Might be hard to fit into his hectic schedule of tattooing surfers, trying to find the brown note, and drinking all the rough cider in Cornwall?
Apparently not a problem — he polished his off before the fourth panel!
I’m afraid Billie is going to have wrong conclusions about the Toilet incident. Billie, eat your breakfast!!!!
Oh man, do I miss the Full English, Full Scottish and Full Irish.
Does anyone remember the “Ulster Fry”?
Beloved of Jim McDonald on Coronation Street!
Remember it? It’s still going strong. I had a couple recently. Fabulous.
But not the Full Monty?
Billie, obviously a slow eater.
Which reminds me of a, uh, I don’t know, “Far Side” ripoff of some sort who on one occasion offered us a look at the Flintstones’ bathroom, including the hippo used as a toilet:
“Kill…ME….”
that’s a strong man breakfast
The beans are touching the scrambled egg! That is too evil even for satanists…
At least it’s not spam, eggs, baked beans, and spam.

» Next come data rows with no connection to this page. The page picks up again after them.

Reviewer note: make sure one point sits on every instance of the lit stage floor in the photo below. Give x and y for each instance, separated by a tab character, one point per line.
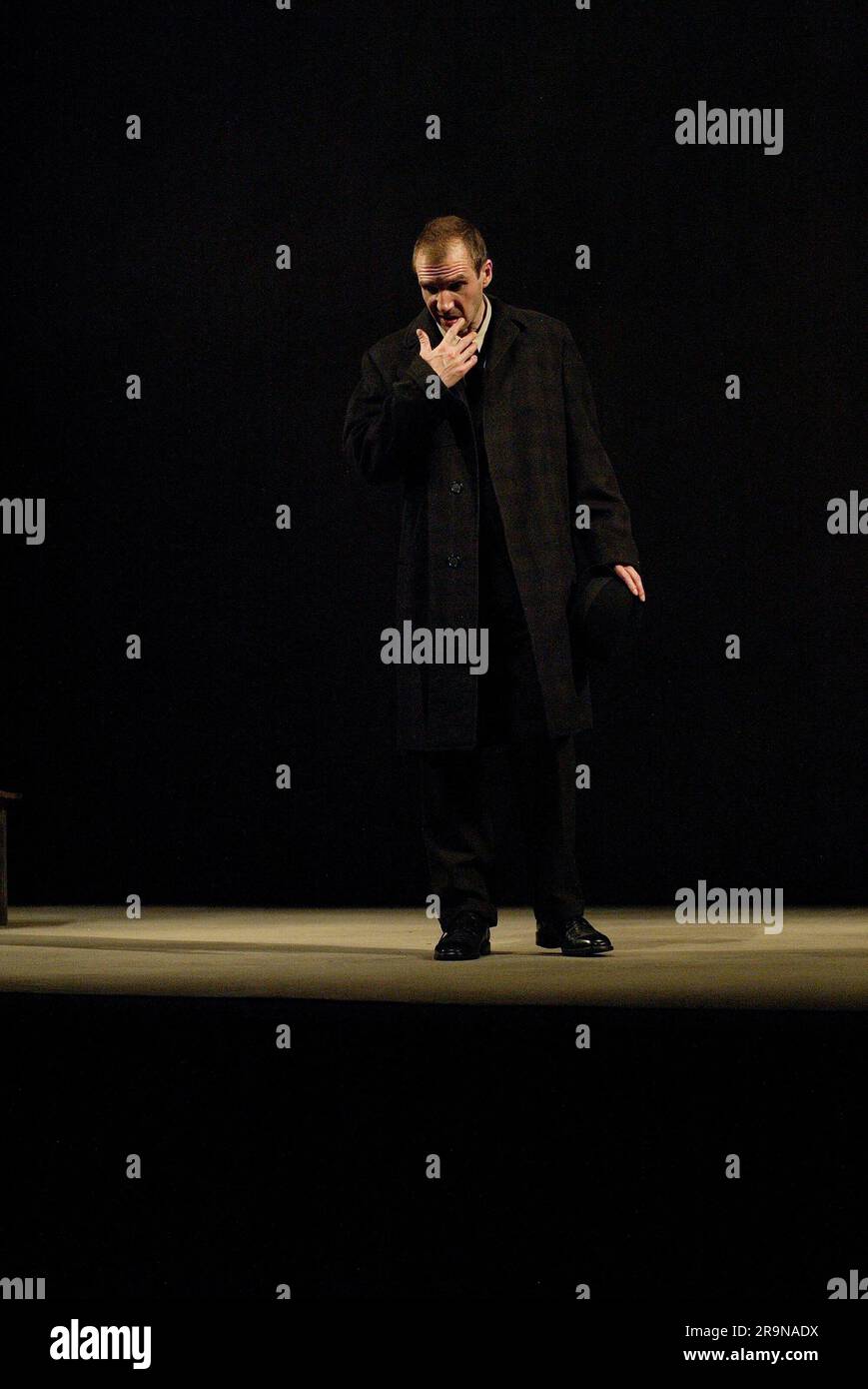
820	960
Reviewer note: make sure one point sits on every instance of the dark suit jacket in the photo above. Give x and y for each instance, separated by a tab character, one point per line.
544	459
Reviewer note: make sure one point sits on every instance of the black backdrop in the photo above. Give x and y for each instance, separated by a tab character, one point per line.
260	647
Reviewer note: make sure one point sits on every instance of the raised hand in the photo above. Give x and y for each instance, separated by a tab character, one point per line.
452	357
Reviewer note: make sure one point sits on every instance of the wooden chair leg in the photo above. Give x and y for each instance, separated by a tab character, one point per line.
3	889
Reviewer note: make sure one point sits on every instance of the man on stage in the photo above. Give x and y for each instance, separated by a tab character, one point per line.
512	526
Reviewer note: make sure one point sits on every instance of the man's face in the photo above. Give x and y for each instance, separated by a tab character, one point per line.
451	289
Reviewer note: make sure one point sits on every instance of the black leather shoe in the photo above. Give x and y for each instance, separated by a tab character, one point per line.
465	937
573	936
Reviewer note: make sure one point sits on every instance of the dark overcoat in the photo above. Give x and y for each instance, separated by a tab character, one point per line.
544	459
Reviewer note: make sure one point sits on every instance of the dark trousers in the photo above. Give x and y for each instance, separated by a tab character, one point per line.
455	785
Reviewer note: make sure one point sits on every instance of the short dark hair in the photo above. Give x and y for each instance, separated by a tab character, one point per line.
437	235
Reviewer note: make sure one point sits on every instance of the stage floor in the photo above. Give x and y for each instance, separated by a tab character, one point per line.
820	960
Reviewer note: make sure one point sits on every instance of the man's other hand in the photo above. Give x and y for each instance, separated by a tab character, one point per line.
454	357
630	578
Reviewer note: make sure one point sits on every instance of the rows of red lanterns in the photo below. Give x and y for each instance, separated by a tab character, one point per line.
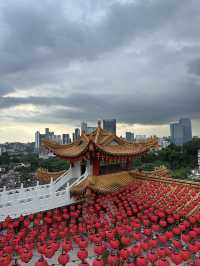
143	224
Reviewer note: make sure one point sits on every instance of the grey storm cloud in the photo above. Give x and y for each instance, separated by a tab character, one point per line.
134	61
39	32
194	67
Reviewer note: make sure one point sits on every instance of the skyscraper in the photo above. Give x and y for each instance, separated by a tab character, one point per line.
130	136
83	127
66	139
110	125
76	134
37	141
181	132
187	129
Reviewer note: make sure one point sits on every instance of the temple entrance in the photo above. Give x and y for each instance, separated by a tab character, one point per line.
83	166
107	167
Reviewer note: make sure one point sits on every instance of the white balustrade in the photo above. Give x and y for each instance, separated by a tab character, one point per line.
25	201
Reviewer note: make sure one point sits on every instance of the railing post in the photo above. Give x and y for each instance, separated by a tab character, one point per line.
51	187
4	195
68	191
21	193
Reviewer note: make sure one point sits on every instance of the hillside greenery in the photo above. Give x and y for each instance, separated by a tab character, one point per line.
179	159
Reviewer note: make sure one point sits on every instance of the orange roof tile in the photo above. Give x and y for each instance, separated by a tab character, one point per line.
103	141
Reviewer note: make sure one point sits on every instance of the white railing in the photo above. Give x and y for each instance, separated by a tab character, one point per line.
63	179
25	201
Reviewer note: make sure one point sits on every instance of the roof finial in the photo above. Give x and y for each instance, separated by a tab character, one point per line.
99	123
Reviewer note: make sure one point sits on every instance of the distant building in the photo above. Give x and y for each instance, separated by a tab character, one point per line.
37	141
90	130
187	129
66	139
83	127
47	135
140	138
110	125
76	134
181	132
163	143
130	136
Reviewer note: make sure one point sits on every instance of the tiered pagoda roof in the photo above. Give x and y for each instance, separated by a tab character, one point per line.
100	141
115	181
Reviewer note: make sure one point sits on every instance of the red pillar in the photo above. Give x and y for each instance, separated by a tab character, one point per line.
96	166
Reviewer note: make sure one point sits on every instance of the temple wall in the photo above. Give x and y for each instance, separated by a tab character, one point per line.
76	169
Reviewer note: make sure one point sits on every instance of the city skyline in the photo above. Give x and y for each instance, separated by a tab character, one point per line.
69	62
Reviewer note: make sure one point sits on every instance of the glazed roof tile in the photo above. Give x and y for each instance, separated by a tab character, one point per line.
103	141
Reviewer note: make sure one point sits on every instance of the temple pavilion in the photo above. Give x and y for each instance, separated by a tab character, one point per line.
102	154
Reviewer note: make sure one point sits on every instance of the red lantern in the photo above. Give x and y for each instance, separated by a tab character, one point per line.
63	258
98	262
163	262
41	262
113	259
82	254
141	261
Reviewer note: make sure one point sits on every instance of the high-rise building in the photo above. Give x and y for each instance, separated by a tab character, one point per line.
76	134
83	127
37	141
90	130
110	125
130	137
47	131
181	132
187	129
140	138
66	139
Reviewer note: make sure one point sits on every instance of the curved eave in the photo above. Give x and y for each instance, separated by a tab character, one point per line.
68	151
124	152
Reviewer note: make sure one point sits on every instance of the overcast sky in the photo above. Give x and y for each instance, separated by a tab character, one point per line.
62	62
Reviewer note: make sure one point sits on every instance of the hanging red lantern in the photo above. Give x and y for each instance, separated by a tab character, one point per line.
113	259
26	255
98	262
41	262
163	262
63	258
82	254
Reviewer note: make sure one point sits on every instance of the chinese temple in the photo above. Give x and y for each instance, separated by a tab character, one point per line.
101	154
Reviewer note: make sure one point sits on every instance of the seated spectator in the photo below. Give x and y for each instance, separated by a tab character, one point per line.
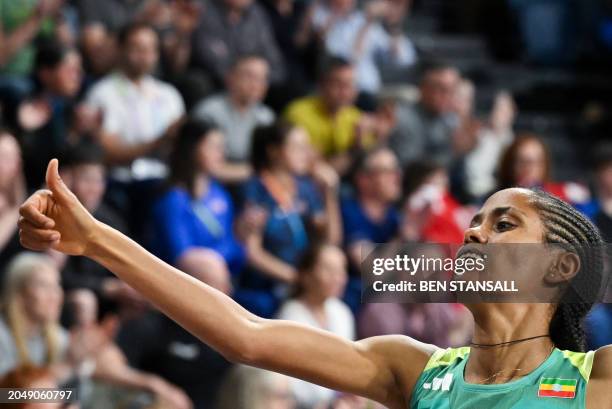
333	123
194	218
321	281
448	325
137	109
289	206
20	25
45	119
480	145
113	377
30	333
370	215
12	194
138	114
426	129
527	163
238	112
430	212
99	50
602	210
229	28
359	36
247	387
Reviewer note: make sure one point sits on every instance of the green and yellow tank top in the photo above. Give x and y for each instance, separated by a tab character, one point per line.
559	382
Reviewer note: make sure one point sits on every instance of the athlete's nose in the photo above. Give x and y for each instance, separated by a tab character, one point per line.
474	235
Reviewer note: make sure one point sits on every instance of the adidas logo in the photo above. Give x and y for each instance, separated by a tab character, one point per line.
440	383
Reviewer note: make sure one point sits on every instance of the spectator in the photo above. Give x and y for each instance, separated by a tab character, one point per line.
29	330
480	145
602	210
253	388
426	129
26	377
137	108
229	28
45	119
332	121
449	325
431	213
194	218
30	333
238	112
99	50
20	23
12	194
115	15
321	281
291	205
359	37
527	163
370	216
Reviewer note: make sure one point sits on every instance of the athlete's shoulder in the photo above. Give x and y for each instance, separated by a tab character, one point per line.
602	364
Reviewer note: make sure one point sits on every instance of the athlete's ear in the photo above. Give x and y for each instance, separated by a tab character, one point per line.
564	266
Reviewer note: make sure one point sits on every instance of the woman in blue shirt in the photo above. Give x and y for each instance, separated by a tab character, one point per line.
194	217
293	208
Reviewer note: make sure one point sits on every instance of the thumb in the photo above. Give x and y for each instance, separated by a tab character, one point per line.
55	183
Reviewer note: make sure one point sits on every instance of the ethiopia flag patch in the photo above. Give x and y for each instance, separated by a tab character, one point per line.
557	388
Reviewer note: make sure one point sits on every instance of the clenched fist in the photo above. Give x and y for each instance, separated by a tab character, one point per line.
55	219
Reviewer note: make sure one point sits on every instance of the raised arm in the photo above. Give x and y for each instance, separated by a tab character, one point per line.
383	369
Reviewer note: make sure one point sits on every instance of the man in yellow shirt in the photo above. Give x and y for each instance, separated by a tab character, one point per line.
330	117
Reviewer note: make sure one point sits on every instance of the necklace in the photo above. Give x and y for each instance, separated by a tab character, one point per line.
496	374
507	343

Spam fritters – hmmm hmmm!
That is certainly a full plate, and looks quite tempting! But I am no where near active enough to manage all those calories on a regular basis :{
Mmm, breakfast with champignons is my favorite!
This looks great and all, but for me it will always be German Breakfast for the win. 🙂
Mit oder ohne Speck?
I have a question! (Admittedly unrelated to the current storyline):
Are there Cornish hedges in Tredregyn?
I just found out yesterday that there are hedgerows in Cornwall believed to be 4,000-6,000 years old, and that is blowing my mind.
Having driven extensively round Cornwall, along these narrow roads where one never knows what is around the next corner and exactly how far you might have to reverse to get to a passing place, I can say for sure that there are Cornish hedges in Tredregyn, if not in the town itself, then on the way out.
No one has mentioned the ‘official’ Scottish breakfast of champions: a deep fried Mars bar.